Presenter notes a shift to continuous monitoring to ensure effective cleaning procedures.

LIVE FROM Pharma EXPO: New cleaning validation strategy
LIVE FROM Pharma EXPO: New cleaning validation strategy

Editor's Note: This article was written live from Pharma EXPO.

Traditionally, cleaning validation has been viewed with a one-and-done mentality: once a cleaning procedure is validated, the documentation is signed off and stored without being revisited. At times, the thought of revalidating is enough to dissuade people from making changes to their cleaning processes.

But as Elizabeth Rivera, Technical Services Manager at Steris revealed in her presentation, “The Process Lifecycle Model: A New Approach to Cleaning Validation,” the mindset in pharmaceutical manufacturing is shifting toward an approach in which continuous monitoring plays an important role, due in part to FDA Guidance for Process Validation General Principles and Practices (2011).

The lifecycle approach consists of three stages:

1. Cleaning process design

2. Performance qualification

3. Continued cleaning process verification

Continued verification ensures that critical parameters are being met and that the cleaning process remains in a state of control.

Rivera’s presentation highlighted the differences between the old and new approach, including the addition of:

• A validation master plan

• Supplier approval

• Utility system readiness steps for nitrogen, air, water, etc.

She has seen companies that have not qualified utility systems like nitrogen, adding, “If it’s important for you to utilize those, then they should be qualified.”

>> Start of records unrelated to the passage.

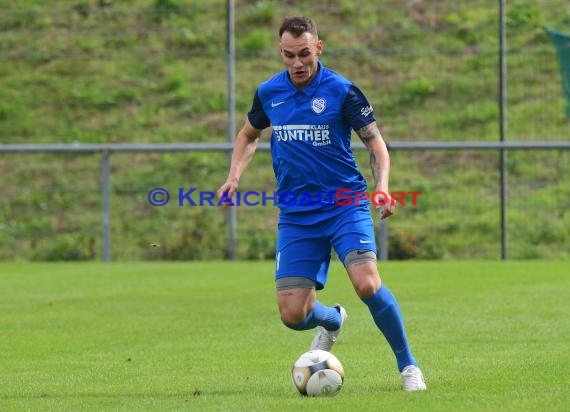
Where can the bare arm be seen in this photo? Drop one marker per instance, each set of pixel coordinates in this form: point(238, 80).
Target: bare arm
point(379, 163)
point(244, 148)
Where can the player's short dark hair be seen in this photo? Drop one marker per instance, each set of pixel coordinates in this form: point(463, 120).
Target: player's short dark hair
point(297, 25)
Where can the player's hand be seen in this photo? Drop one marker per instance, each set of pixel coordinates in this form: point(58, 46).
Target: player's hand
point(227, 190)
point(386, 205)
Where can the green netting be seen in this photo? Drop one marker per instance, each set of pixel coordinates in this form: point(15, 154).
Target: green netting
point(562, 44)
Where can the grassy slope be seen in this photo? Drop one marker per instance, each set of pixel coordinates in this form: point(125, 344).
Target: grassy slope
point(127, 73)
point(489, 336)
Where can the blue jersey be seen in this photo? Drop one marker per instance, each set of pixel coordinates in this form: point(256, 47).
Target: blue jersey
point(310, 143)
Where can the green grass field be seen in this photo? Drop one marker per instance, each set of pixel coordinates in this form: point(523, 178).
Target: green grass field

Rivera understands that the shift comes with challenges. “Implementing a process lifecycle approach to cleaning validation may be a little bit difficult for legacy products,” she said, as it may be hard to devote time and resources if you’ve been manufacturing the same product for 20 years. But the effort is ultimately worth it.

“Consistency is not something you demonstrate with one, two, or three lots. It’s everything you do throughout the life of that product,” she concluded.